Jeder "Käufer" eines Unternehmens wird mit der Personalkürzungskeule seinen Rettungsversuch weiterhin rechtfertigen können.

Wer die aktuelle Lage in verschiedenen Unternehmen in Deutschland verfolgt wird erkennen das bei "Schieflagen" zuerst an der Personalschraube gedreht wird.

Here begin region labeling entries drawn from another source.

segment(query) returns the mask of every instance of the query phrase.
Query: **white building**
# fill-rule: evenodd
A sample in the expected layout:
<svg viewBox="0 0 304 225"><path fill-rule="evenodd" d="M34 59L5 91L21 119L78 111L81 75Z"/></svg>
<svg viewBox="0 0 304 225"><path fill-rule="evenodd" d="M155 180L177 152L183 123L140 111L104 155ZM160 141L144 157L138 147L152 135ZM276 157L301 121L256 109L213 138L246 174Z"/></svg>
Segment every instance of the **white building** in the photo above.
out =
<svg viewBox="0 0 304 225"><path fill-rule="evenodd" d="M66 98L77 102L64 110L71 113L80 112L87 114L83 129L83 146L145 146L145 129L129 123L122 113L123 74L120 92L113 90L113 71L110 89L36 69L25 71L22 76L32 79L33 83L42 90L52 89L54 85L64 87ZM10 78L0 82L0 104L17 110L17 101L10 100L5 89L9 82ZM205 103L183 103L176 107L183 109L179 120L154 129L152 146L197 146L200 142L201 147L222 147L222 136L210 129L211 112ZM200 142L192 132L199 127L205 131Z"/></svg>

Selbst wenn das Unternehmen mit Gewinnen abschließt, aber gewisse Pflichten, gegenüber diversen Anlegern fasst nicht erfüllen kann, dann wird mal eben schnell nachgebessert, an diversen Stellen.

Die Aufrechterhaltung, für den kleinen Arbeiter würde kein Nachteil entstehen, ist reine Illusion.

Gerade im MKK, sollte der eine oder andere Verfechter der Gerechtigkeit und menschlichem Umgang mit Mitarbeitern, einmal in den Rückspiegel schauen.

Da stehen nach gewissen unternehmerischen Entscheidungen oder Notwendigkeiten einige Räder still beziehungsweise erzeugen Lost Places für den realistischen Betrachter.

Die Ursachenforschung, an oberster politischen Stelle, für solche Um(Zu)stände laufen noch! Ist aber Mangels Selbstreflektion immer noch nicht wirklich weiter vorangeschritten. Es wollen sich keine wirklichen Fehler bei "ANDEREN" finden lassen. Die bösen Buben gehen langsam aus.